ECLI:NL:OGEAA:2018:189
Gerecht in Eerste Aanleg van Aruba
- Kort geding
- Rechtspraak.nl
Ontvankelijkheid van verzoek in kort geding tegen bestuursdwang door civiele rechter
In deze zaak heeft eiseres, gevestigd in Aruba, zich tot de civiele rechter gewend met een verzoek om het land Aruba te verbieden over te gaan tot uitvoering van aangekondigde bestuursdwang. Dit verzoek volgde op een beschikking van 6 februari 2018, waarin het land eiseres sommeerde om bepaalde bouwwerken bij haar restaurant, de Coco Loco Bar, af te breken. Eiseres heeft op 23 februari 2018 een verzoek ingediend bij de civiele rechter, waarin zij vroeg om een verbod op de uitvoering van de bestuursdwang totdat er in de bodemprocedure onherroepelijk zou zijn beslist. Tevens heeft zij een ordemaatregel verzocht, die werd verleend, zodat het land niet mocht overgaan tot bestuursdwang totdat er in het kort geding was beslist.
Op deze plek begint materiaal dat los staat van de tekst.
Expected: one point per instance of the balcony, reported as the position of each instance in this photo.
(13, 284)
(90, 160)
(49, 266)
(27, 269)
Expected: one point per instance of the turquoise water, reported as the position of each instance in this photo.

De mondelinge behandeling vond plaats op 15 maart 2018, waarbij zowel eiseres als het land vertegenwoordigd waren door hun gemachtigden. De rechter heeft op 9 april 2018 uitspraak gedaan. In de beoordeling oordeelt de rechter dat eiseres zich ten onrechte tot de civiele rechter heeft gewend, aangezien er een rechtsgang openstaat bij de bestuursrechter, waar eiseres een voorlopige voorziening had kunnen vorderen. Hierdoor is eiseres niet ontvankelijk in haar verzoek. De rechter heeft eiseres in de kosten van de procedure veroordeeld, welke aan de zijde van het land op nihil zijn gesteld.